Calle de Fernán González

Salamanca·Goya

Fernán González (c. 910-970) gathered the counties of Lara, Burgos, Álava, Lantarón and Cerezo under a hereditary rule, laying the foundations of the future kingdom of Castile. Madrid’s council approved the name on 21 July 1880, as the street was opened in the eastern Ensanche planned by Carlos María de Castro. His figure reached the street map amplified by the Poem of Fernán González, an epic of the Mester de Clerecía (c. 1250).

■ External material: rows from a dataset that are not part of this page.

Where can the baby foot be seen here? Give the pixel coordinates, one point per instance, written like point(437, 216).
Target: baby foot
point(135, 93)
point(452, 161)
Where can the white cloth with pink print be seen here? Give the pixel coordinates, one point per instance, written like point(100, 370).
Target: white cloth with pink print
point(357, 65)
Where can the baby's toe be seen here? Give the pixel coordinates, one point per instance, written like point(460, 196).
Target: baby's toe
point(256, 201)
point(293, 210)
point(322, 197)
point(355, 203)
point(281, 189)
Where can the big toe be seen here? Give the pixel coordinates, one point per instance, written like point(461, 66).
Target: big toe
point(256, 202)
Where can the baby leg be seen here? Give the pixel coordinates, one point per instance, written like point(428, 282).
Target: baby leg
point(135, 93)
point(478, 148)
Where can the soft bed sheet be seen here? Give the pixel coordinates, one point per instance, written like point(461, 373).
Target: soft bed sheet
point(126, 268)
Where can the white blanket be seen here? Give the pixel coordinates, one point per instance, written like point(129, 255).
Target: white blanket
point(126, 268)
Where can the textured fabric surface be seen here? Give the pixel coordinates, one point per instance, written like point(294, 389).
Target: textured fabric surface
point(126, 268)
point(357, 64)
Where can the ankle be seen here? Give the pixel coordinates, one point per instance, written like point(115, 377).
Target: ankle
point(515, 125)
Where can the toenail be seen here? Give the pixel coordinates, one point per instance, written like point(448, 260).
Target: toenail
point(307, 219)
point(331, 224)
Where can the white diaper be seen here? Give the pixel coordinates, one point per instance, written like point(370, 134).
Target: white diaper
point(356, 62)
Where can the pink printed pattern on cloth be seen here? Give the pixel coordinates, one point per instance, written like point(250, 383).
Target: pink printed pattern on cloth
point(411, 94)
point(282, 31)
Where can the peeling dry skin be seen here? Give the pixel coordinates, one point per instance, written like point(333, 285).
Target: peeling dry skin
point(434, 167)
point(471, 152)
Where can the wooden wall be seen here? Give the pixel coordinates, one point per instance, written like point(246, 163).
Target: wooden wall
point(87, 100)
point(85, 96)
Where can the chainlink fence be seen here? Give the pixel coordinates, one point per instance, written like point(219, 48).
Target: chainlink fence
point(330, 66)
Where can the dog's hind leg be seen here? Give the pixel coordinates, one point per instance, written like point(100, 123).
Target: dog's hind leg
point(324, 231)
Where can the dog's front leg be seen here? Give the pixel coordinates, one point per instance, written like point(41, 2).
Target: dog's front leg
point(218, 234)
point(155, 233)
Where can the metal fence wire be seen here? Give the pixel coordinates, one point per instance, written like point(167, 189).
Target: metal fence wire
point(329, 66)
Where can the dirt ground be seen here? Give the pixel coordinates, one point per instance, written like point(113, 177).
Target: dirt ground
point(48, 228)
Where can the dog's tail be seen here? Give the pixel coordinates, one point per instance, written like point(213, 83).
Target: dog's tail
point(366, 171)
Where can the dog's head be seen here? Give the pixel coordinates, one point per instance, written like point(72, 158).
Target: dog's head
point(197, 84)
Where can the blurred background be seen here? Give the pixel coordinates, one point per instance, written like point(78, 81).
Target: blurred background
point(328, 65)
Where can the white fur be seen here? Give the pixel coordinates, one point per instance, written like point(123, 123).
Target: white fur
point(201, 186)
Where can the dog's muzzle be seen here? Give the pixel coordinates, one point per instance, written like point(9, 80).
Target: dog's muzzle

Calle de Fernán González owes its name to a figure who truly existed and to another invented by literature, and it is hard to know where one ends and the other begins. The real man was born around 910 in Lara. Between 931 and 932, under the reign of Ramiro II of León, he brought under his command the counties of Lara, Burgos, Álava, Lantarón and Cerezo, and a charter of 932 names him count of Castile for the first time. He ruled until his death, around 970, and achieved something rare: he turned the territory into a patrimony inherited by his descendants. The other Fernán González was written by a monk: around 1250 an anonymous author of the Mester de Clerecía raised him to founding hero of Castile in the Poem of Fernán González, source of the famous tale of the goshawk and the horse he sold to the king of León, pure invention of the poet. The name reached the street map on 21 July 1880. The Calle de Fernán González runs between Alcalá and Doce de Octubre, through an area not fully built up until well into the 20th century.